Daniel Pete and Smock Raymond, A Talent for Detail: The Photographs of Miss Frances Benjamin Johnston 1889-1910, New York, Harmony Books, 1974→
Berch Bettina, The Woman behind the Lens: The Life and Work of Frances Benjamin Johnston, 1864–1952, University of Virginia Press, 2000
After her studies, in 1883, at the Julian Academy in Paris and at the Art Students League in Washington, Frances Benjamin Johnston learnt photographic techniques with Thomas William Smillie, at the Smithsonian Institution, equipped with a Kodak camera offered her by George Eastman. In the 1890s, she produced major series of portraits of senior dignitaries in the American government, including The White House (1893). In 1899, she was chosen as a member of the jury of the prestigious Philadelphia Photographic Society and, five years later, she joined the Photo-Secession group headed by Alfred Stieglitz. She was a prolific author, publishing many articles about women’s photographic activities in popular magazines, among them Demorest’s Family Magazine and Cosmopolitan. In 1900, she was selected to be one of the two women delegates at the International Congress of Photography, which was held in tandem with the Paris World Fair, where, among other pieces, she exhibited her famous platinum prints of the Hampton Institute, an establishment devoted to the education of African Americans, founded in 1868. In 1966, the critic Lincoln Kirsten published forty prints from that work (The Hampton Album), and an exhibition was organized that same year at the Museum of Modern Art (MoMA) in New York.
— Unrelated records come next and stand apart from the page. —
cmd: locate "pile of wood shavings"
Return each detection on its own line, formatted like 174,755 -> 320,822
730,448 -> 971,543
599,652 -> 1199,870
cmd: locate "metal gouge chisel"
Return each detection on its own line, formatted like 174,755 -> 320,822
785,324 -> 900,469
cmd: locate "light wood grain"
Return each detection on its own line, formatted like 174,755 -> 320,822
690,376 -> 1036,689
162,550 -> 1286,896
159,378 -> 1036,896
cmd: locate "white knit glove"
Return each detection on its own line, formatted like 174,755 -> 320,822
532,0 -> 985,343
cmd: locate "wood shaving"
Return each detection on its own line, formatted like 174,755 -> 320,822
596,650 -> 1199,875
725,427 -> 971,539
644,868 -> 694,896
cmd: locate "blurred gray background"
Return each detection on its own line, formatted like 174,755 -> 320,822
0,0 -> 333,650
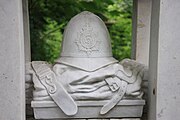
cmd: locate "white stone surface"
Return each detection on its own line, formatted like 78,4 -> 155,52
0,0 -> 25,120
32,99 -> 145,119
148,0 -> 180,120
132,0 -> 152,66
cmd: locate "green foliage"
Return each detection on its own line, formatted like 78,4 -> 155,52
29,0 -> 132,62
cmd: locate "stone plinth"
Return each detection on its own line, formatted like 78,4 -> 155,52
31,99 -> 145,119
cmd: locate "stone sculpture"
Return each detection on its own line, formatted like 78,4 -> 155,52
31,11 -> 145,119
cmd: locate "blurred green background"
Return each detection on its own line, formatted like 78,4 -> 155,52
29,0 -> 133,63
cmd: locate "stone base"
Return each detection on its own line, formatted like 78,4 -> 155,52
31,99 -> 145,119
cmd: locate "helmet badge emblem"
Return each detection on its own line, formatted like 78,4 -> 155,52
75,21 -> 101,56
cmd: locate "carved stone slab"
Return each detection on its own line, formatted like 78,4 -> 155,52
31,99 -> 145,119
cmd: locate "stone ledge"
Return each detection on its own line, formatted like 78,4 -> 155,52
31,99 -> 145,119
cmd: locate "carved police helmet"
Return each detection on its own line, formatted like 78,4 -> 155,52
56,11 -> 117,71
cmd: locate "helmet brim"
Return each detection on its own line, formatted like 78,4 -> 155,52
56,57 -> 118,71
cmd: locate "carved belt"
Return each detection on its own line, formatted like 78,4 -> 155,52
100,77 -> 127,115
32,62 -> 78,116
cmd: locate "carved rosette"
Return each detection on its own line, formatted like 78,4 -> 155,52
75,23 -> 101,55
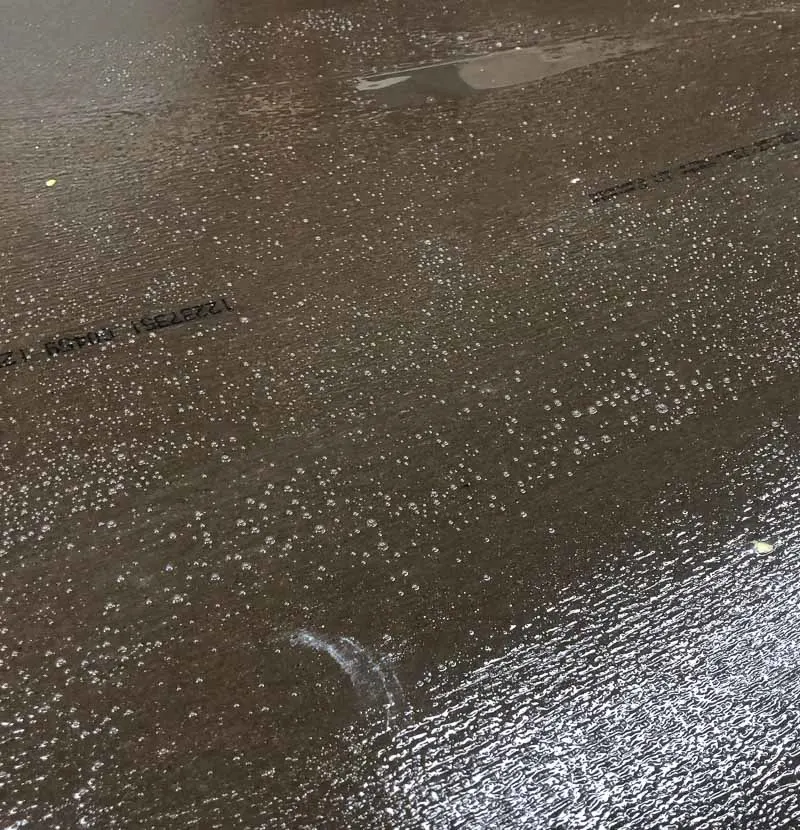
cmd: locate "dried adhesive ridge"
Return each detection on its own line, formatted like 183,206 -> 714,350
289,629 -> 405,723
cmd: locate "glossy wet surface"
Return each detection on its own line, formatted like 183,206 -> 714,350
0,0 -> 800,830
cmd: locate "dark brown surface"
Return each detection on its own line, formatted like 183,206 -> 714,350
0,0 -> 800,830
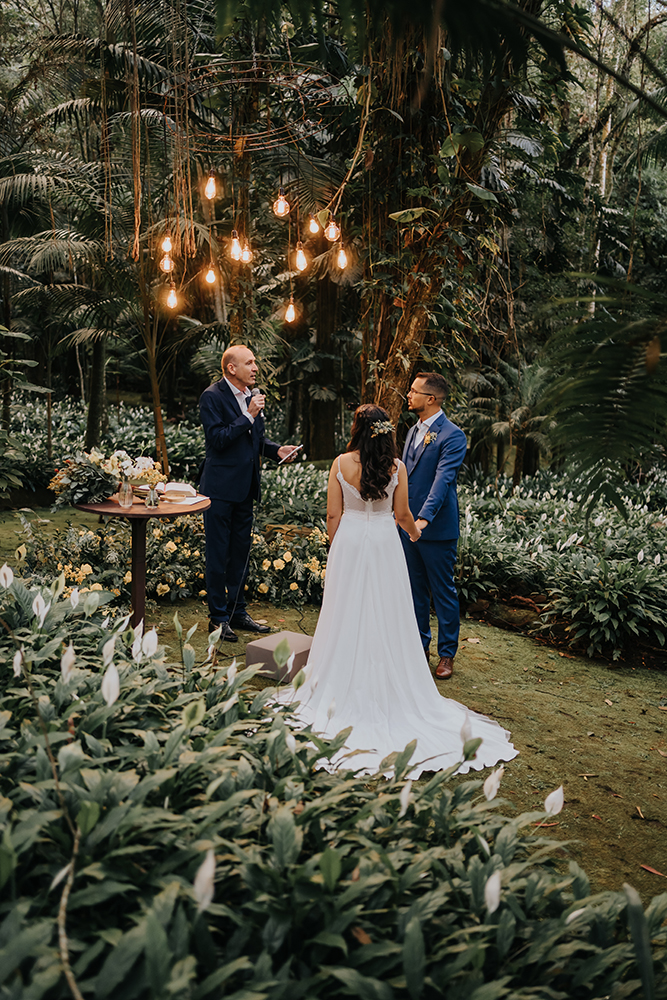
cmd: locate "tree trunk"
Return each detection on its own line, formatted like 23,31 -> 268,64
84,337 -> 107,451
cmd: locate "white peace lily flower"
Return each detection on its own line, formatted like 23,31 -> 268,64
398,781 -> 412,819
484,765 -> 505,802
544,785 -> 565,816
192,848 -> 215,913
60,642 -> 76,684
102,663 -> 120,708
32,594 -> 51,628
141,628 -> 157,656
484,871 -> 502,914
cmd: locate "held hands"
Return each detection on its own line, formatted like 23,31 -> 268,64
248,392 -> 266,419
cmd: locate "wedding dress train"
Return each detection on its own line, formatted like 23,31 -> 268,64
280,464 -> 518,778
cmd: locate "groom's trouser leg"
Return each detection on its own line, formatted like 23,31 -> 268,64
417,538 -> 461,656
400,528 -> 431,649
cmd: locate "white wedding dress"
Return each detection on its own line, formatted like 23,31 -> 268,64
279,462 -> 518,778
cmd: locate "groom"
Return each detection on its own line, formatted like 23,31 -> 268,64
400,372 -> 466,680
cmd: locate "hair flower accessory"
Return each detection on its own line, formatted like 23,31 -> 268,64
371,420 -> 394,437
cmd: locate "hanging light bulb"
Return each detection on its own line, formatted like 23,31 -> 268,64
229,229 -> 241,260
296,240 -> 308,271
273,187 -> 289,219
324,216 -> 340,243
204,170 -> 215,201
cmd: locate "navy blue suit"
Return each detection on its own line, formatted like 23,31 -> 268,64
400,413 -> 466,657
199,378 -> 279,622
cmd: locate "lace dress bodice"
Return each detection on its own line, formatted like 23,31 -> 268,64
336,459 -> 399,517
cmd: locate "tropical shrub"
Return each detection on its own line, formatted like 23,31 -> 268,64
0,577 -> 667,1000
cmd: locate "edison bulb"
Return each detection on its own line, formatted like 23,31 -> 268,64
296,240 -> 308,271
204,170 -> 215,201
273,188 -> 289,219
229,229 -> 241,260
324,219 -> 340,243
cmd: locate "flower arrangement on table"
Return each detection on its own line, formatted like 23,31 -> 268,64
49,448 -> 167,507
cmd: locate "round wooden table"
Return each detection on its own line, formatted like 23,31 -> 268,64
75,494 -> 211,628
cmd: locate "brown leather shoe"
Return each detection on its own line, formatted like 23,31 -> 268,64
435,656 -> 454,681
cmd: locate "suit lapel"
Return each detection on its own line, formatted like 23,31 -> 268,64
410,413 -> 445,472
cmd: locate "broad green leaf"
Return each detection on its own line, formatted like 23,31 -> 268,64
466,182 -> 498,202
76,802 -> 100,837
403,917 -> 426,1000
320,847 -> 343,892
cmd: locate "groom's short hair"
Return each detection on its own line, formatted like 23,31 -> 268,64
415,372 -> 449,399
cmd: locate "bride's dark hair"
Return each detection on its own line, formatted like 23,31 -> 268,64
347,403 -> 398,500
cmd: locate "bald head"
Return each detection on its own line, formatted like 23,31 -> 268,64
221,344 -> 257,390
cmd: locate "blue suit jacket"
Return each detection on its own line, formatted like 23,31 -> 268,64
199,378 -> 279,503
403,413 -> 466,542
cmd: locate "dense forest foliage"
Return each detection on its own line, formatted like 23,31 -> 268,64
0,0 -> 667,495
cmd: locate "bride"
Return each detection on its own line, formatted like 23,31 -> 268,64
280,404 -> 518,778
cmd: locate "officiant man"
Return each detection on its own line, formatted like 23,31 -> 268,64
199,345 -> 298,642
400,372 -> 466,680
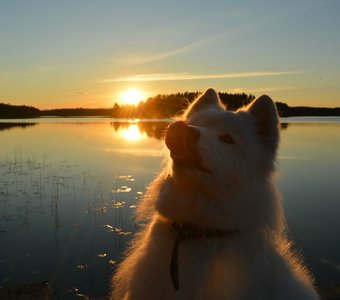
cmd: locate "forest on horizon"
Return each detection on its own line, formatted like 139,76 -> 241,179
0,92 -> 340,119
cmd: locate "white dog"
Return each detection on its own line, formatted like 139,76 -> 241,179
112,89 -> 319,300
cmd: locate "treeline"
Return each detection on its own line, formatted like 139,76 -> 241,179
0,103 -> 41,119
0,92 -> 340,119
276,102 -> 340,117
0,92 -> 255,118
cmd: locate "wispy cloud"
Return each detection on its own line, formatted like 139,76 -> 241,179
121,39 -> 210,65
230,86 -> 299,93
102,71 -> 306,83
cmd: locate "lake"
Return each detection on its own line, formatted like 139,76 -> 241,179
0,117 -> 340,299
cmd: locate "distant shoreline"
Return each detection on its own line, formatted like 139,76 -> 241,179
0,92 -> 340,119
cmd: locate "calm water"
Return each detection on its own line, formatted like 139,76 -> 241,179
0,118 -> 340,299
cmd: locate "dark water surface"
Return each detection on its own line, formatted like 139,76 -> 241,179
0,118 -> 340,299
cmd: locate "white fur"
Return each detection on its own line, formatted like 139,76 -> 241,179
112,89 -> 319,300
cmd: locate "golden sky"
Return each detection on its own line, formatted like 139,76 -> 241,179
0,0 -> 340,108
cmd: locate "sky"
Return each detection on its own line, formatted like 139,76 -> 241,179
0,0 -> 340,109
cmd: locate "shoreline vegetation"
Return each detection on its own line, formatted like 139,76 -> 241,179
0,92 -> 340,119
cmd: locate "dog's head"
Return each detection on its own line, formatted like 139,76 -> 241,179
156,89 -> 279,232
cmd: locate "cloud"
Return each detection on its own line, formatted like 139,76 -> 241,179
121,39 -> 210,65
102,71 -> 306,83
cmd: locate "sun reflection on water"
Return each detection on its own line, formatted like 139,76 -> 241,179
121,124 -> 144,142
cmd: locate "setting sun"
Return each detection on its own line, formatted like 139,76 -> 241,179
121,89 -> 144,105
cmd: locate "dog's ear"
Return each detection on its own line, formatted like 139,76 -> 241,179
248,95 -> 279,152
184,88 -> 223,118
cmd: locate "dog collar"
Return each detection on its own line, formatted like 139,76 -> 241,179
170,222 -> 237,290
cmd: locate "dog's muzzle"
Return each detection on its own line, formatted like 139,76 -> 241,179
165,121 -> 200,161
165,121 -> 211,173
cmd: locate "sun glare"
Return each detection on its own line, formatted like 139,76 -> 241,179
122,124 -> 143,142
121,89 -> 144,105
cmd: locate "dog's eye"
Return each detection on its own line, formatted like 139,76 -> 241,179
218,134 -> 235,144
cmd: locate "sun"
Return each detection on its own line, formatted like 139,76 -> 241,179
121,89 -> 144,105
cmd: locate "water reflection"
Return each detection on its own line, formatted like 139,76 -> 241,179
0,118 -> 340,299
110,120 -> 170,140
0,122 -> 37,131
In 1910, by which time she was regarded as one of the most influential documentary photographers, she started specializing in garden photography, and became one of the first to experiment with colour. Up until 1917 she ran a studio in New York with Mattie Edwards Hewitt, where she worked essentially for architects and businessmen. In the 1930s, a grant from the Carnegie Foundation enabled her to document the colonial architecture of the southern United States. In 1945, she became an honorary member of the American Institute of Architects. Two years later, she donated her prints, negatives and letters to the Library of Congress (Washington).